Super-response, defined as an extraordinarily good clinical and echocardiographic response to CRT that can even include normalized LV function,31,32 is becoming a new hot spot in the CRT field. The more super-responders we can achieve, the better. According to previous reported studies, the rate of super-response ranges from 12% to 30%.22,31,32 In this study, 10 (17.2%) patients achieved super-response, which is similar to that previously reported. Several variables, including female sex, shorter duration of HF, non-ischaemic cause, LBBB, and wider QRS duration, are reportedly associated with super-response to CRT.31,33,34 In our study, most super-responders had true LBBB configurations, whereas non-responders more commonly had IVCD. To our knowledge, none of the previous studies examined the specific features of LBBB morphology. In this study, LBBB with mid-notching or slurring was a strong predictor of super-response to CRT. Thus, we strongly recommend that patients with these features receive CRT treatment because CRT is maximally effective in them. We also found that smaller LVEDD predicts super-response, which is in line with the findings of Adelstein et al.32


This study has some limitations. First, the sample size is relatively small and we performed it in a single centre. Therefore, our results need to be confirmed in future large multi-centre prospective trials. Second, without the obvious feature of QRS notching or slurring, it is sometimes difficult to distinguish between the configurations of nt-LBBB and IVCD because these can be very similar. Therefore, an element of subjectivity inevitably clouds classification of these two ECG groups. Furthermore, it is important to distinguish QRS notching from fragmented QRS waves, especially in patients with LBBB and ischaemic cardiomyopathy,35,36 which may directly lead to reverse response after CRT.37 In our study, we excluded patients with possible fragmented QRS (defined as more than two notches in the QRS wave).36 In addition, considering that QRS durations could greatly vary in sick hearts with conduction disorders, differing from that in healthy hearts with normal conduction,38 the distinction of gender-specific QRS duration criterion as suggested by Strauss et al.16 (≥140 ms for men or 130 ms for women), was not applied in our study. Finally, at 6 months, the duration of follow-up is relatively short and there is a consequent lack of long-term outcome data. However, we will perform long-term follow-up of these patients and summarize further findings in our next study.

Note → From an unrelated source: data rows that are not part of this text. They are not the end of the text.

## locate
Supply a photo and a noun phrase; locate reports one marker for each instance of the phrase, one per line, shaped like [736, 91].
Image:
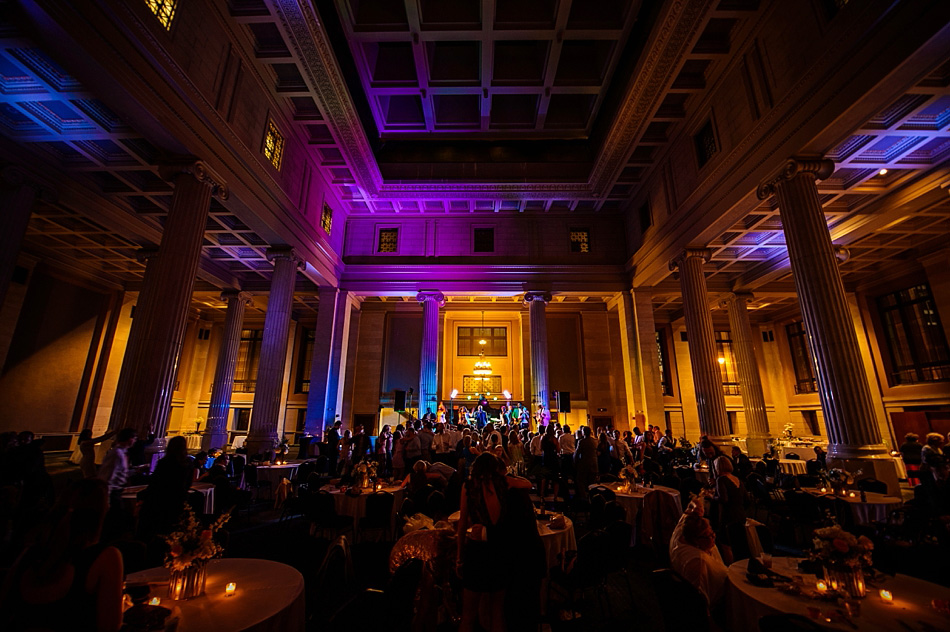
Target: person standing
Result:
[115, 467]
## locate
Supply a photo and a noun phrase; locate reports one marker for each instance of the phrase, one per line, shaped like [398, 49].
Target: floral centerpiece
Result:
[190, 547]
[844, 556]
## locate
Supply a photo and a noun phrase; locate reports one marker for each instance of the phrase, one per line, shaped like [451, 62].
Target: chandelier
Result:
[482, 369]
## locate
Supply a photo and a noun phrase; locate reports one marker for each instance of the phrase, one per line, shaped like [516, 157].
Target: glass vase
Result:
[189, 582]
[848, 581]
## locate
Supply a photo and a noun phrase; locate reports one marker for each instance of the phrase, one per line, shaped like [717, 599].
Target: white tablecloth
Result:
[748, 603]
[557, 541]
[130, 494]
[275, 473]
[877, 507]
[632, 502]
[269, 597]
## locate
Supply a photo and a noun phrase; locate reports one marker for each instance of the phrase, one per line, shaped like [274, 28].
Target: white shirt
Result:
[567, 443]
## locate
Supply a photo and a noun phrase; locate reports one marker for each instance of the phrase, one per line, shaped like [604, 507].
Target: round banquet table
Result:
[556, 541]
[632, 502]
[269, 597]
[356, 505]
[877, 507]
[130, 495]
[275, 473]
[912, 597]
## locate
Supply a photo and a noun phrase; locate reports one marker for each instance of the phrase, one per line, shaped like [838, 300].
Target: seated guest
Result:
[67, 580]
[693, 554]
[741, 464]
[910, 449]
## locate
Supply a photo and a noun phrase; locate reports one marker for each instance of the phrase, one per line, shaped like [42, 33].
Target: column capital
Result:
[730, 298]
[820, 168]
[691, 251]
[17, 176]
[431, 295]
[169, 170]
[284, 252]
[240, 295]
[544, 297]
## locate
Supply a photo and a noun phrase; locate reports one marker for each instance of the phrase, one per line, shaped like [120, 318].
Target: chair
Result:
[379, 512]
[325, 515]
[682, 605]
[872, 485]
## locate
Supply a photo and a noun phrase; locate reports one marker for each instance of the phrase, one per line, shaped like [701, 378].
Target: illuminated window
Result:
[470, 338]
[273, 145]
[326, 218]
[388, 240]
[164, 10]
[727, 364]
[580, 240]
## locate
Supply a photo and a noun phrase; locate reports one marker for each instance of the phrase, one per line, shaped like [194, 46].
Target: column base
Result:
[881, 467]
[213, 440]
[259, 445]
[757, 446]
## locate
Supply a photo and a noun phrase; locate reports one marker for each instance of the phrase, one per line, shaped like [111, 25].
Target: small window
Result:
[273, 145]
[580, 240]
[326, 218]
[164, 10]
[472, 384]
[705, 141]
[646, 218]
[483, 240]
[801, 359]
[388, 240]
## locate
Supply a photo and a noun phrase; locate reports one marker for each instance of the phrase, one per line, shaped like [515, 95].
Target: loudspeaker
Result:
[564, 401]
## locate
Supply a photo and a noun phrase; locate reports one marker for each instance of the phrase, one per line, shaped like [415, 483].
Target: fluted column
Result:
[537, 322]
[431, 301]
[707, 379]
[270, 369]
[151, 357]
[750, 382]
[327, 362]
[16, 205]
[216, 430]
[842, 381]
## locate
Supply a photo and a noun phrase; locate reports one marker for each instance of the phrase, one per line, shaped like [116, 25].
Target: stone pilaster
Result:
[151, 357]
[707, 378]
[536, 302]
[216, 430]
[327, 364]
[431, 301]
[842, 380]
[750, 381]
[270, 372]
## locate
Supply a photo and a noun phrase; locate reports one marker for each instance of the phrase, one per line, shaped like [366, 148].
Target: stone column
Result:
[750, 382]
[270, 370]
[327, 362]
[16, 205]
[707, 379]
[150, 364]
[431, 301]
[539, 348]
[216, 430]
[842, 382]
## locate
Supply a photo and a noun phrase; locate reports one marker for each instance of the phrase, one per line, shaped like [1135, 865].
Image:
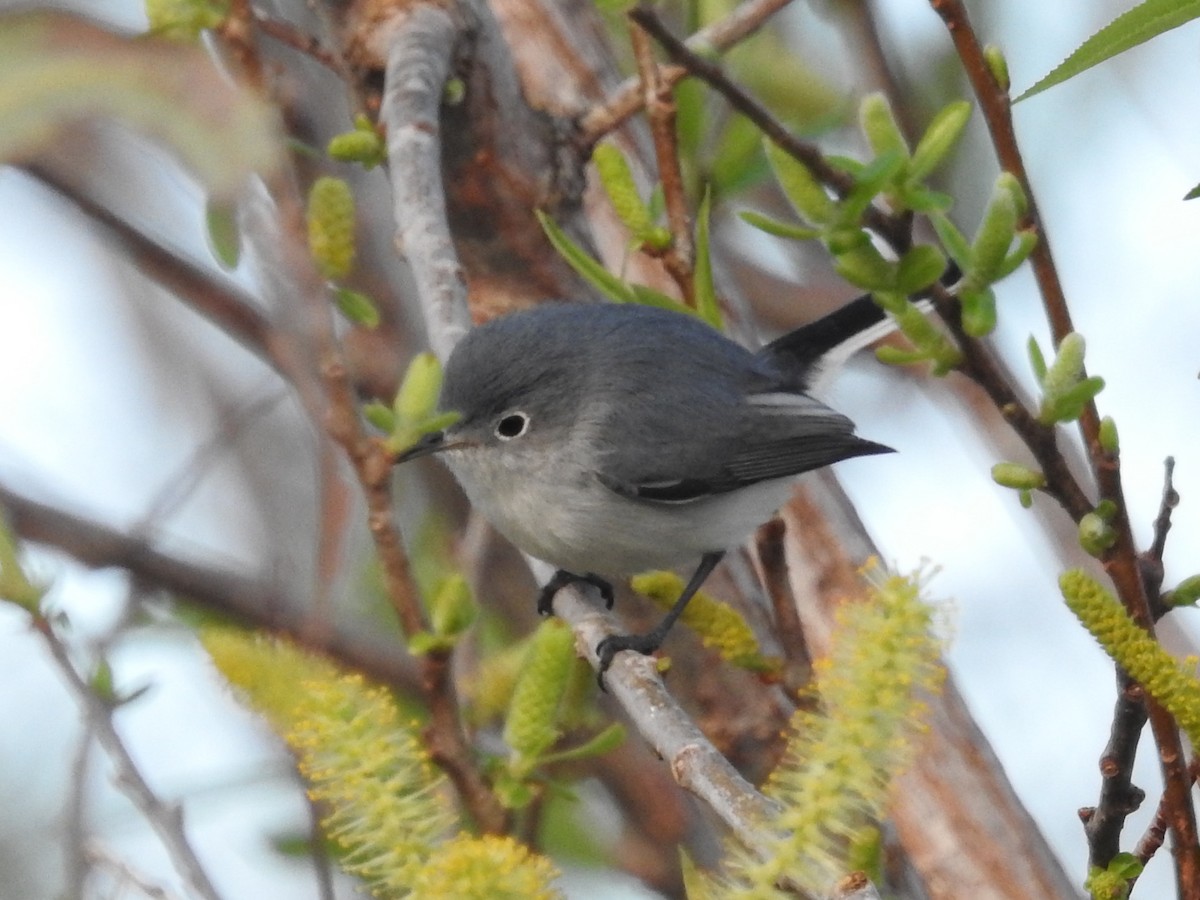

In this prospective observational study, patients with traditional LBBB configuration with QRS duration ≥130 ms and mid-QRS notching or slurring have greater improvement in left heart function and are more likely to achieve super-response to CRT. This needs to be confirmed in a larger trial.


The authors thank Dr Hua Li and Dr Fei Guo for their contributions.

Conflict of interest: none declared.